Event Title

Antibiotic Resistance With Soil

Location

CoLab, OCB 100

Start Date

28-4-2017 11:00 AM

End Date

28-4-2017 12:45 PM

Document Type

Poster

Description

Nobody can entirely avoid the threat of antibiotic resistance. Microbes will always figure out a way to fight the effects of antibiotics developed by humans. If the body started to resist medication the body needed to survive, the individual could die from an infection or have extensive recovery time. The reason behind this entire experiment is to search for new bacteria that are making antibiotics. To find bacteria, we had to find the soil we were going to be plating with. My soil is from farm land (not with crops or anything else to contaminate the soil) and has latitude of 39.17 and longitude of -94.93. To begin the experiment, we plated soil samples onto agar media, watched them grow, and determined zones of inhibition.

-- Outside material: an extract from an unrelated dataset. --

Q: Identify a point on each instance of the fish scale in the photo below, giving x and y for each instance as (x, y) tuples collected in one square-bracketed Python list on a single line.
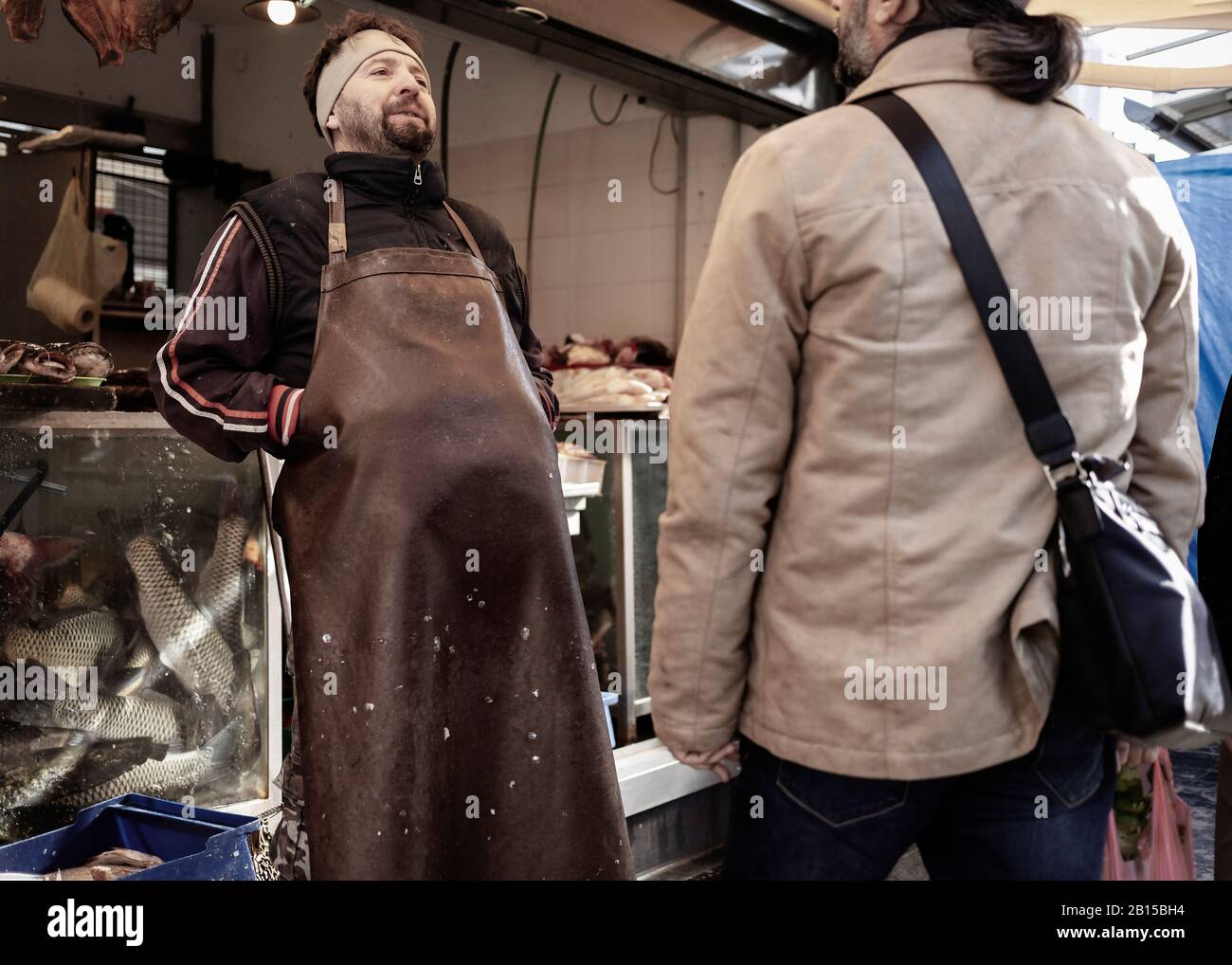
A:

After we determined the zones of inhibition, we then put those bacteria on a patch plate and let them grow. After our patch plates grew up, we did proof plating to discover if any of our potential candidates had the possibility to combat any of the ESKAPE pathogens. If we found that a certain bacteria could combat one or many of the ESKAPE pathogens, we went back to our patch plate and took the same bacteria to make a streak plate. So far I have found that some of my bacteria is resistant to some pathogens.

Comments

The faculty supervisor on this project is Heather Seitz, Biology.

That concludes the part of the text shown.